Ийсара стояла, глядя ему вслед, и надеялась, что он чувствует, как ее взгляд прожигает ему затылок. Она желала, чтобы он солгал, что не контролировал ее тело, и сейчас его настигла бы расплата за применение нитей. Каждый его ровный шаг, казалось, причинял боль Ийсаре, а она искренне желала, чтобы боль испытал Мальстен Ормонт. Чтобы мучился, просил пощады, а после — просто исчез вместе с той самой женщиной, которая живет в обоих его сердцах.
Дрожь волнами прокатывалась по телу Ийсары, а глаза и щеки обжигали горячие беззвучные слезы.
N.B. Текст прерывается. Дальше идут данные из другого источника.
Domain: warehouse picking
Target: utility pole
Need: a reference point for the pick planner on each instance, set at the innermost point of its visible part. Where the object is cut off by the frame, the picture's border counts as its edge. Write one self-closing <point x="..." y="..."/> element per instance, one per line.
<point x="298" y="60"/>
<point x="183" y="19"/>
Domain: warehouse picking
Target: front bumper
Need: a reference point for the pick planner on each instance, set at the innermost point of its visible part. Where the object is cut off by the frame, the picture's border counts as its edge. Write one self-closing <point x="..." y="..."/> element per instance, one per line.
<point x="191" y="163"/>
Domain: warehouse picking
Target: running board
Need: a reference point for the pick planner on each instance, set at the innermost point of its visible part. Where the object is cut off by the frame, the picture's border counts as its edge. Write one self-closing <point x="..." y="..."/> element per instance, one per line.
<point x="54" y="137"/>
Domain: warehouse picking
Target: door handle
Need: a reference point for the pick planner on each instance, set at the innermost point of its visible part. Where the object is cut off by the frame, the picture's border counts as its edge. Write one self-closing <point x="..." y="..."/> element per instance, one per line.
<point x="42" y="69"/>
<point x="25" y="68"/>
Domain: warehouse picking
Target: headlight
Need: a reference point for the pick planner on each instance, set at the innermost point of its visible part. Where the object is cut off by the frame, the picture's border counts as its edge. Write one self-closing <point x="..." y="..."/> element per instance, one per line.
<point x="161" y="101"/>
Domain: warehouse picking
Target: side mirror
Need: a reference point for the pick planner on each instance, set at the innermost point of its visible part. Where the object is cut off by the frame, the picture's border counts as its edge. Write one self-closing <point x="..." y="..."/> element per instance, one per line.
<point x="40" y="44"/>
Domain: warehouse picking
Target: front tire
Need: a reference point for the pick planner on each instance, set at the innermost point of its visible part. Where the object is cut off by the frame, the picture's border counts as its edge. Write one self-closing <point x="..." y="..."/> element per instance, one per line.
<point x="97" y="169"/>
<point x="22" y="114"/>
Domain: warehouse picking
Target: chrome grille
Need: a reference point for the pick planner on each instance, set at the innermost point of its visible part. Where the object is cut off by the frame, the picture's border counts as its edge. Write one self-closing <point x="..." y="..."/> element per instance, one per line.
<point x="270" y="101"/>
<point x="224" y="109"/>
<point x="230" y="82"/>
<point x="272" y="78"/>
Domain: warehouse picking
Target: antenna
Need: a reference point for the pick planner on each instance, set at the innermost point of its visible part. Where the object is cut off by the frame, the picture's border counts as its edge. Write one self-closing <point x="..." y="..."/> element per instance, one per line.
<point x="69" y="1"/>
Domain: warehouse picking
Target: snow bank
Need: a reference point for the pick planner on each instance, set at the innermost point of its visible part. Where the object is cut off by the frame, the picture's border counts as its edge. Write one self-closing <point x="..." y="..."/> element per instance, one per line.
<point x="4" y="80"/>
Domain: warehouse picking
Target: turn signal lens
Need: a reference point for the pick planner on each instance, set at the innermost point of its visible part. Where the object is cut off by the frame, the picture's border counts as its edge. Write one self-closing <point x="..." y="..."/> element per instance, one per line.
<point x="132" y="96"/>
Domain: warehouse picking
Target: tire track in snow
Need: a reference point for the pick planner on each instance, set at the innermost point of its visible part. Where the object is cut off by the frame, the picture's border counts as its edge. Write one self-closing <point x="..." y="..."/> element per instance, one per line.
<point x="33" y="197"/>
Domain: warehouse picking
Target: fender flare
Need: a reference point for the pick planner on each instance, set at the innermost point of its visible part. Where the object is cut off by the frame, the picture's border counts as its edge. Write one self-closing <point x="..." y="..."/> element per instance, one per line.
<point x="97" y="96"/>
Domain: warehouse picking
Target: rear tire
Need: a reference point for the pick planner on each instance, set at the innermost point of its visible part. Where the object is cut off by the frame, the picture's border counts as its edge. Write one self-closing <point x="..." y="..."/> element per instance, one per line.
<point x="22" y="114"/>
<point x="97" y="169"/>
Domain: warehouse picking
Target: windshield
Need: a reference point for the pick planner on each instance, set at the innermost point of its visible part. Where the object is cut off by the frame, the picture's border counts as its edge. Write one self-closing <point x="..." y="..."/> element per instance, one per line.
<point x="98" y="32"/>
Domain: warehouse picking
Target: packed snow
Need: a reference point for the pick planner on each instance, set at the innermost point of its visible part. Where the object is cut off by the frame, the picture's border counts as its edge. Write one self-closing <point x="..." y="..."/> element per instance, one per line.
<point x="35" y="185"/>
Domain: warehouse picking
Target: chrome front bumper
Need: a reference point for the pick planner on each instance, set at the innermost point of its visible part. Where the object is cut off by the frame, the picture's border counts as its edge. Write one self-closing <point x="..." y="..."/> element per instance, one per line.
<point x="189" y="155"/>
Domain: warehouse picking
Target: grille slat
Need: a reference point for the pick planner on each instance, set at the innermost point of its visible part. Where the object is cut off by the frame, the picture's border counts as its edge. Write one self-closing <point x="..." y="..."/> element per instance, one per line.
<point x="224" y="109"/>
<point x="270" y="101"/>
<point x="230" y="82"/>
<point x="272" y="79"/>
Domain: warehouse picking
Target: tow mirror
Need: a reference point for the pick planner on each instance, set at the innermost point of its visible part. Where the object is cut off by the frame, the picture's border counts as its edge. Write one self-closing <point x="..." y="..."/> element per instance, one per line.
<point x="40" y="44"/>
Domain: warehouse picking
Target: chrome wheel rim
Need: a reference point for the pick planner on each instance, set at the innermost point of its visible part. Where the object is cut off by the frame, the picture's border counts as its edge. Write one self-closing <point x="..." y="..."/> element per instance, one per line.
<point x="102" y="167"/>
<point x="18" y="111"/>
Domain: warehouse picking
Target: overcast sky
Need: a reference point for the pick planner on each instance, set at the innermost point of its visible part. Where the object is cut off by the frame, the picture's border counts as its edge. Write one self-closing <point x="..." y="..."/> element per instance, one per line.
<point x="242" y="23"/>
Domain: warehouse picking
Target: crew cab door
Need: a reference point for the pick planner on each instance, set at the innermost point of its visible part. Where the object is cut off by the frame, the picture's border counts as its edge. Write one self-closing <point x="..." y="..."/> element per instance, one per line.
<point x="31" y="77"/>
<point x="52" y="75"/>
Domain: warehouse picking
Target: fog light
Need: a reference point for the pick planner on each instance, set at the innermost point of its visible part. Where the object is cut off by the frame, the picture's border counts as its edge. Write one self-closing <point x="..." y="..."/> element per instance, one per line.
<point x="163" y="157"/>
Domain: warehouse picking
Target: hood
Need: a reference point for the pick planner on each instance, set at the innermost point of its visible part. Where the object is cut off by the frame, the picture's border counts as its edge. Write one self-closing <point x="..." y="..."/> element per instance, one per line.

Она ненавидела себя за то, что плачет из-за данталли, который отверг ее — и еще большей подлостью с его стороны было говорить с таким уважением. Ни одного слова Ийсара не могла назвать мерзким, ни одно обвинение Мальстена в его собственный адрес не могла счесть лживым и наигранным. Оставшись верным себе, он был предельно честен, и это ранило так больно, что вынести это было почти невозможно.
— Ненавижу… — прошептала Ийсара едва слышным шепотом.
Ненависть оказалась ее щитом. Холодная, чистая, почти сияющая. Лишь благодаря этой ненависти Ийсара убедила себя устоять на ногах и собрала остатки сил, чтобы не упасть на землю и не дать рыданиям полностью поглотить ее.
Она нашла в себе силы развернуться и зашагать в сторону своей палатки, а вскоре даже перейти на бег. Ийсара влетела в собственную палатку, бросилась на кровать, вспомнив о том, как ночевала во дворце с Мальстеном на шикарной постели с балдахином.
Он никогда не сочтет меня себе ровней, — горько думала она. — Наверняка, он полюбил какую-то знатную женщину. Он ведь герцог! Чего я ждала? Что он захочет навсегда остаться с простой циркачкой, которая пришла в гратский цирк с улицы? Глупая, глупая, глупая!
Ийсара кричала в подушку, нервно сжимая руками одеяло, а часть ее души пряталась в прохладе ненависти. Казалось, после этой ночи только половина души сумеет выжить — вторую сожрет страсть, ревность и боль потери.